2010年代後半の言語風景は単調だった。Python・JavaScript・Java・Go・Rust・C++・TypeScript——事実上この7つで産業の90%を占め、それ以外は「趣味」に分類されていた。

2026年の風景はもっと厚みがある。

- **Mojo 25.x** が一部オープンソース化され、MLインフラの「本気の候補」として入ってきた。Modular MAX推論エンジンが実戦ワークロードで検証されている。

- **Carbon Language** がGoogle内部でC++マイグレーションの候補として実験されている。Successor language という明快な座標。

- **Roc 0.x** がRichard Feldman主導で、関数型と高速コンパイル、Elm 風のエラーメッセージを持ち込んだ。

- **Crystal 1.14+** はManas Tecnologíaと一部スタートアップで本番運用されている。Ruby 構文に静的型。

- **Pony 0.59+** のactor モデルとcapabilities は安全な並行性の生きたリファレンスだ。

- **Hare 0.25+** はDrew DeVaultが作るミニマルなシステム言語。Cと同じ領域、違う美意識。

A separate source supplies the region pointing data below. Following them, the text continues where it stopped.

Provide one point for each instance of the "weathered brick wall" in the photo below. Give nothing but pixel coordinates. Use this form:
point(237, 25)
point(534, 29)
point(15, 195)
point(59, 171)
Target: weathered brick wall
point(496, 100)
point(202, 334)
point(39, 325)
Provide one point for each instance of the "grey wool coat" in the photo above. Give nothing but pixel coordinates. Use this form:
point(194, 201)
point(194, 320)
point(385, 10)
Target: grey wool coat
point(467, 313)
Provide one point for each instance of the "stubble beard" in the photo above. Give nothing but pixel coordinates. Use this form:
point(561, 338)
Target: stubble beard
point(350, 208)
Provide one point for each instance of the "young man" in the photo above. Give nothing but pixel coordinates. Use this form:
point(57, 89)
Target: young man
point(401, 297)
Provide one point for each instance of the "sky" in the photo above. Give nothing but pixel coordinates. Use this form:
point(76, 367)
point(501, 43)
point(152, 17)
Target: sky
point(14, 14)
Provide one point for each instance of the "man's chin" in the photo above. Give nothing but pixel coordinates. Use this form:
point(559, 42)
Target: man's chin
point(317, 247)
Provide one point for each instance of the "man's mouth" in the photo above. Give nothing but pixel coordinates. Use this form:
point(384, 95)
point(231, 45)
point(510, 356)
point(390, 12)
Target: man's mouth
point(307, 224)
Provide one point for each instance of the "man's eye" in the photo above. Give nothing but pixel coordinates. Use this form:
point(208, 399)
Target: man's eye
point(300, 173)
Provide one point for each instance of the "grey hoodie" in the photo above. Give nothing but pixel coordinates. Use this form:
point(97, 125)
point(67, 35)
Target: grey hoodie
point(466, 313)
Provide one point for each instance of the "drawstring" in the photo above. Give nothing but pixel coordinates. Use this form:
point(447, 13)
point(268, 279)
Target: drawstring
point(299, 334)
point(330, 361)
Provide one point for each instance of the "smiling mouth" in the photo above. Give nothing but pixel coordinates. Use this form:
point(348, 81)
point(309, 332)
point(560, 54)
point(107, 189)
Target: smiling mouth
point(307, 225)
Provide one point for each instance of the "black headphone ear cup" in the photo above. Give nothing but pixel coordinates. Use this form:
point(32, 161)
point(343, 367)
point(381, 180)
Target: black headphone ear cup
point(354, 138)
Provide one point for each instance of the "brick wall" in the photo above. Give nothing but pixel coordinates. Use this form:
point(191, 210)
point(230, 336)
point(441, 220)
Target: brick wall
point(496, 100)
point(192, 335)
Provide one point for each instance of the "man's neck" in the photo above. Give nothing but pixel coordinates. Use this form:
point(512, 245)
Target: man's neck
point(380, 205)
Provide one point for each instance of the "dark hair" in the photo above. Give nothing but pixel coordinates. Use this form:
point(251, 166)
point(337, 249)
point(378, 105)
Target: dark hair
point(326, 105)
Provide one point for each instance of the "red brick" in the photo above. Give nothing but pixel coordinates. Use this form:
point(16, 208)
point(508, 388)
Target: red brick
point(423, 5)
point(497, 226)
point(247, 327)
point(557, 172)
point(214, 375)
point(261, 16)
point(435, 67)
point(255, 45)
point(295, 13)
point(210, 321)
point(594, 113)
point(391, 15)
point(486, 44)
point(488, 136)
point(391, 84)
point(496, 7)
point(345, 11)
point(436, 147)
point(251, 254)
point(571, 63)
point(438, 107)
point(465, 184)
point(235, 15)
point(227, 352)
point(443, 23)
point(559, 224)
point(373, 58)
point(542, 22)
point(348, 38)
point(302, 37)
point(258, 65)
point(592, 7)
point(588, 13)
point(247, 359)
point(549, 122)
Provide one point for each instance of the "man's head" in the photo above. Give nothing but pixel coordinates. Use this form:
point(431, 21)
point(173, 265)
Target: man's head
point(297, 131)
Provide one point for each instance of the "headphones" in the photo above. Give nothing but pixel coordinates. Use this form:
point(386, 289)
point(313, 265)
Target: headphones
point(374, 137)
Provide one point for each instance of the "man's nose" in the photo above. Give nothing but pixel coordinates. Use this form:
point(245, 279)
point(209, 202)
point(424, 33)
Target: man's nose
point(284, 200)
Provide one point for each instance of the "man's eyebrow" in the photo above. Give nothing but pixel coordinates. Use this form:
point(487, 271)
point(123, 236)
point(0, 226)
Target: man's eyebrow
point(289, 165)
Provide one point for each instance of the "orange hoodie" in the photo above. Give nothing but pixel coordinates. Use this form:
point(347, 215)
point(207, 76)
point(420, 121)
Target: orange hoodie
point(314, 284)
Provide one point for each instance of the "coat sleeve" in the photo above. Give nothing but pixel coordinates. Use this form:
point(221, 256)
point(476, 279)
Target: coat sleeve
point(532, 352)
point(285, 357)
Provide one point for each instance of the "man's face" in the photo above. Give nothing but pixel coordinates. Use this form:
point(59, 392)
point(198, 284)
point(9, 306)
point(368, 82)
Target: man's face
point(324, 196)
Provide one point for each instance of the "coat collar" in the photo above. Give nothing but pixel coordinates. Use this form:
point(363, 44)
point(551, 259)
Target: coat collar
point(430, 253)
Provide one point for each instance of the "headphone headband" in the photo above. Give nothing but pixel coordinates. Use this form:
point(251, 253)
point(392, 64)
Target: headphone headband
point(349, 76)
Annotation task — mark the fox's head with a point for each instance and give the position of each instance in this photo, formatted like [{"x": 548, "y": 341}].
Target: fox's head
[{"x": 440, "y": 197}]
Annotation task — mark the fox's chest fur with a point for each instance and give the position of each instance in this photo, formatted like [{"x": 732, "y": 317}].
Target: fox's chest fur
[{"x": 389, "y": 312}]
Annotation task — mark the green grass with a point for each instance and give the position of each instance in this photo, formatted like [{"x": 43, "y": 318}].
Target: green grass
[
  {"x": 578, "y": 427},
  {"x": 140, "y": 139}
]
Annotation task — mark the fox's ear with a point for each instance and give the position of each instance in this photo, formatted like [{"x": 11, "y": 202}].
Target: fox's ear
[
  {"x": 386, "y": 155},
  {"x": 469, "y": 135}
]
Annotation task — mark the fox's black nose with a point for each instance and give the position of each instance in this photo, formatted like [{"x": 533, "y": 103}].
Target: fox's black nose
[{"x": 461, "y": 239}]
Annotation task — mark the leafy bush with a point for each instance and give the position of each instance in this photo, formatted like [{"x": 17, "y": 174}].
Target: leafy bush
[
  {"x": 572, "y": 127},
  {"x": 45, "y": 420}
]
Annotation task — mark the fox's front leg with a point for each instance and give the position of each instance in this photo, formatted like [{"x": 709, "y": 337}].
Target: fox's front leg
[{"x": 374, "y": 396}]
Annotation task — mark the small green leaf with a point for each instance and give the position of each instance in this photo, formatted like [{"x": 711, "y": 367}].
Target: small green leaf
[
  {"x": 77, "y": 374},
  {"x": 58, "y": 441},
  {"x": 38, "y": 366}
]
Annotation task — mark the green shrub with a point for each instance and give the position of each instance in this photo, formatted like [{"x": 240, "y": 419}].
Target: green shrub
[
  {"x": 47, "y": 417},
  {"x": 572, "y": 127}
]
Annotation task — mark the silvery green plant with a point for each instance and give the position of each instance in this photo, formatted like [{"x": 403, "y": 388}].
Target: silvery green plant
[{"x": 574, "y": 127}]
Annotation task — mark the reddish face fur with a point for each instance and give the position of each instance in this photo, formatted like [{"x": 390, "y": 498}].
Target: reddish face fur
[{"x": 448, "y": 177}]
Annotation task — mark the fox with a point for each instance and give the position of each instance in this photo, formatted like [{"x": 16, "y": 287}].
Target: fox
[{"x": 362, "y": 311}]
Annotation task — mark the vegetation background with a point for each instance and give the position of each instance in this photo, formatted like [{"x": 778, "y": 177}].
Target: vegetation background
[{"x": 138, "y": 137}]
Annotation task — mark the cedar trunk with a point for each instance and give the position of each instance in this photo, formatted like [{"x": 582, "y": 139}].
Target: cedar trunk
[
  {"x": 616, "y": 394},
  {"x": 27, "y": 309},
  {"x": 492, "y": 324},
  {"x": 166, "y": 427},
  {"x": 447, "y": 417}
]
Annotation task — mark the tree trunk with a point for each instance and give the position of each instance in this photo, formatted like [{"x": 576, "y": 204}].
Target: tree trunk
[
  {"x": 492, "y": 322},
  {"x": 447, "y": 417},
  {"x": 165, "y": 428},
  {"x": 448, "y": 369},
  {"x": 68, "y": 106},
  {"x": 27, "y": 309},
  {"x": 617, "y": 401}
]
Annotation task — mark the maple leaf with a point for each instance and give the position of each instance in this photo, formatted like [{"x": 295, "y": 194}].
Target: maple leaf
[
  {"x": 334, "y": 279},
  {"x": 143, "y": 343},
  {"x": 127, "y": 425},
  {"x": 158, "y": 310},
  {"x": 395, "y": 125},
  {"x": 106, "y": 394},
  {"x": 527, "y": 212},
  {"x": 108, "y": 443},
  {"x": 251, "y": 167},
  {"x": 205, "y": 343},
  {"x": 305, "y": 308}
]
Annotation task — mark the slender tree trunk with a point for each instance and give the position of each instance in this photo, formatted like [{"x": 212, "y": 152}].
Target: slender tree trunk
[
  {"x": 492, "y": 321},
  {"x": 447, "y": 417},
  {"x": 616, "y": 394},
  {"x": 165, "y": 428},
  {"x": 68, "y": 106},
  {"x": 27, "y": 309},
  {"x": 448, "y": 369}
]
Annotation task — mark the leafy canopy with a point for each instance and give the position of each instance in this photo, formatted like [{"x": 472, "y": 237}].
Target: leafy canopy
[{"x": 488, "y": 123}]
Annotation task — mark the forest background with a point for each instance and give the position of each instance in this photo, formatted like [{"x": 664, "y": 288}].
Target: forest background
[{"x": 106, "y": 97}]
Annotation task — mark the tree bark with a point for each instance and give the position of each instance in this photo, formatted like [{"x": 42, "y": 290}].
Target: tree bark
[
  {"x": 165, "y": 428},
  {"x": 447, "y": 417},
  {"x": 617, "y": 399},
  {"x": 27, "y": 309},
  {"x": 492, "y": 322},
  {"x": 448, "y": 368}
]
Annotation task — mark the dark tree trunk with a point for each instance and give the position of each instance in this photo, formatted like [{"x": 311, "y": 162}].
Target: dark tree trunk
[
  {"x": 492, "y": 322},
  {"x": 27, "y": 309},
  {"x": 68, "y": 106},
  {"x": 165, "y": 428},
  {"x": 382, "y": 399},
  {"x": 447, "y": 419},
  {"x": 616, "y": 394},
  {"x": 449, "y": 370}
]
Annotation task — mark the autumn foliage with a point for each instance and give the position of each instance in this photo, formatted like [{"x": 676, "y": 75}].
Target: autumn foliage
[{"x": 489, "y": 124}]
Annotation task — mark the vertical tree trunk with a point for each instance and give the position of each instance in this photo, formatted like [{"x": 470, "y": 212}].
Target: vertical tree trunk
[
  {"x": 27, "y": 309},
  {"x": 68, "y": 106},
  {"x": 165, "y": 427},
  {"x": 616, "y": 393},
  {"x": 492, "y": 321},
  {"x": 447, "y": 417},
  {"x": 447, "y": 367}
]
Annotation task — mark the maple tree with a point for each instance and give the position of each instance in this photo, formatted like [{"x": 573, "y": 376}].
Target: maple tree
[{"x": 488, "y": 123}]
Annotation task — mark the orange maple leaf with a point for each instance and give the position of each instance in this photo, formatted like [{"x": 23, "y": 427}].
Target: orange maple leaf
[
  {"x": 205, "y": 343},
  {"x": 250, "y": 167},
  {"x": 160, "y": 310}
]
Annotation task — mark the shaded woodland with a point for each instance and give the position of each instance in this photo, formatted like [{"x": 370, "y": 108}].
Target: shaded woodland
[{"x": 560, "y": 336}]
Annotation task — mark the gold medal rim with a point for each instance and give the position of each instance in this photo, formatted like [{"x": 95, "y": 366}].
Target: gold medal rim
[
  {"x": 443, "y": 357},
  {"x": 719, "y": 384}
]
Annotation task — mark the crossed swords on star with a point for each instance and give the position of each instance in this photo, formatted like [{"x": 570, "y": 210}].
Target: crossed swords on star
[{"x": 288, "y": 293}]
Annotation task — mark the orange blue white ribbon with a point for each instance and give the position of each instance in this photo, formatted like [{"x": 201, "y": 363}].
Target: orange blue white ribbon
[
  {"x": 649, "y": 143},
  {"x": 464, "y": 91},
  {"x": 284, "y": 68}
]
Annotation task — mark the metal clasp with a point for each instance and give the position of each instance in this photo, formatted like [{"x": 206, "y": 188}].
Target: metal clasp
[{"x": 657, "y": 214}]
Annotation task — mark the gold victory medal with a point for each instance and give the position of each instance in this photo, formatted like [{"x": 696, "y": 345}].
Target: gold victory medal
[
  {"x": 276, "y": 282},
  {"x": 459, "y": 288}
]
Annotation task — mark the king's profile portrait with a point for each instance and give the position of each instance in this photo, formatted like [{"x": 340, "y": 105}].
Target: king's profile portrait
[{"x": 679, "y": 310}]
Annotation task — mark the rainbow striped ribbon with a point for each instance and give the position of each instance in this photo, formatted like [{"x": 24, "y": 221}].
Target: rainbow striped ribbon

- **Vale・Hylo・Austral** のようなメモリモデル実験言語が「Rust の向こう側」を探している。

- **Odin・Jai・Beef** のようなゲーム言語はインディーシーンで実際にゲームを出荷している。

- **Gleam 1.x** はBEAM(Erlang VM) の上に型安全な関数型を載せ、本番採用を増やしている。

「なぜわざわざニッチ言語を使うのか」はもはや愚問ではない。ドメイン適合性、学習価値、性能特性、コミュニティ——理屈の通る根拠が増えた。本稿はその地形全体を一気に整理する。

> 一行要約: **「この言語は何を上手くこなすか、誰がすでに使っているか、1年後も生き残っているか。」** この3つの問いがニッチ言語選択の90%を決める。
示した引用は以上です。